The cure is not more restraints, nor more punishments. Education, teaching is about “doing no harm” and creating citizens and a society we want. Why do we continue down the road of competition and ranking students by intelligence when the end goal is to create a well adjusted individual? Shouldn’t the students we applaud be those who are happy, who have independent personalities and inner strength and will?
I look at our society and I feel shame. Perhaps besides being a teacher, that is why I am a poet. I want the world to see how shameful it is, as it is. I’m shamed that we would do these things to children. I’m shamed that our culture is so militant and violent, passively violent. I’m shamed how the Ultimate Fighter can be part of school curriculum yet peace is given such short thrift. I’m ashamed that teachers don’t have the freedom to teach nor students the freedom or permission to learn. I’m ashamed how students spend hours and hours in school and learn all the wrong things. I’m ashamed how teachers the world over never, ever, ever ask their students what they’d like to learn today.
Last week, took down Summerhill from my bookshelf for a read on the toilet. I read over his thoughts describing the difference between license and freedom – the free and unfree child. They should be required reading for all teachers. I’ll end with a few quotes
I believe to impose anything by authority is wrong (in school). The child should not do anything until he comes to the opinion – his own opinion – that it should be done.
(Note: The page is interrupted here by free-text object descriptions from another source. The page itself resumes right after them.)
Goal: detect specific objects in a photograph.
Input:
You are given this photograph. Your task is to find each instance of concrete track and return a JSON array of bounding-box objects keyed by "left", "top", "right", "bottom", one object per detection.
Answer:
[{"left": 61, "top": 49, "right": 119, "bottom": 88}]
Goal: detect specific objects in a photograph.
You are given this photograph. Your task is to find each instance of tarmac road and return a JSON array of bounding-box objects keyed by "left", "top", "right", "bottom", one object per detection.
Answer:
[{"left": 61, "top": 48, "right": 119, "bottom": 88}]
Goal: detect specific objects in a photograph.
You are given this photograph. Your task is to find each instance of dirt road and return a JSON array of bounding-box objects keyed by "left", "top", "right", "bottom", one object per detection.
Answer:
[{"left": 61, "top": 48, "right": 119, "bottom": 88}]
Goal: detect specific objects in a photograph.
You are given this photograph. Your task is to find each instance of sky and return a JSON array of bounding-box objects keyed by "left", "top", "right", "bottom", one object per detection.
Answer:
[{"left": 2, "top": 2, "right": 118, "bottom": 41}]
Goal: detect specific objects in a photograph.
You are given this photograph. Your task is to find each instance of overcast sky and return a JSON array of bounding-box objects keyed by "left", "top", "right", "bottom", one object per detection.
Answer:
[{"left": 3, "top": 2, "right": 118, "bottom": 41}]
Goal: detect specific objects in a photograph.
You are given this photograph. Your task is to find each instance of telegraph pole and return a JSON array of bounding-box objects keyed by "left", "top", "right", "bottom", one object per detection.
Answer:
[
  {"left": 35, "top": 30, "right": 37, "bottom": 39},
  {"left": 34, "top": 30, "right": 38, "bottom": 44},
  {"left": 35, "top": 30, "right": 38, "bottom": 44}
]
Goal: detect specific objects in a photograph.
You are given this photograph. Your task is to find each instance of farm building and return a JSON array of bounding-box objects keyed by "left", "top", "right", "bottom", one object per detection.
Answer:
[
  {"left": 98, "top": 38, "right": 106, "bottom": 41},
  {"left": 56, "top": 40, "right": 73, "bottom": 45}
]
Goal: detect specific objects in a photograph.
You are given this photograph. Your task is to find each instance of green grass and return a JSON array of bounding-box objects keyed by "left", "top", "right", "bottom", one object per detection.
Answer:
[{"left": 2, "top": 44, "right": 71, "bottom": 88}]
The curse of humanity is the external compulsion whether it comes from the Pope or the state or the teacher or the parent. It is fascism in toto. pg 114.
It is this distinction between freedom and license that many parents cannot grasp. In the disciplined home (school), the children have no rights. In the spoiled home (school), they have all the rights. The proper home is on e in whcih children and adults have equal rights. And the same applies to school.pg 107
People who protest the granting of freedom to children (students) and use this argument (that life is hard, we need to teach children to obey and have discipline – my entry), do not realize that they start with an unfounded assumption – the assumption that a child will not grow or develop unless forced to do so. Yet the entire thirty nine years of experience of Summerhill disproves this assumption. pg. 109
People are always saying to me, “But how will your free children ever adapt themselves to the drudgery of life? I hope that these free children will be pioneers in abolishing the drudgery of life. pg 114.
Call me a rosy, academic idealistic, my sister certainly would. But look around, do you see much else working? I do hope one day to have my own school and “cultivez ma jardin” and be the change through some boots on the ground. Until then, these mere words and a beating heart must suffice.
PS. I wanted to throw a lot of links/references into this post but decided against. Used my own voice and that should suffice.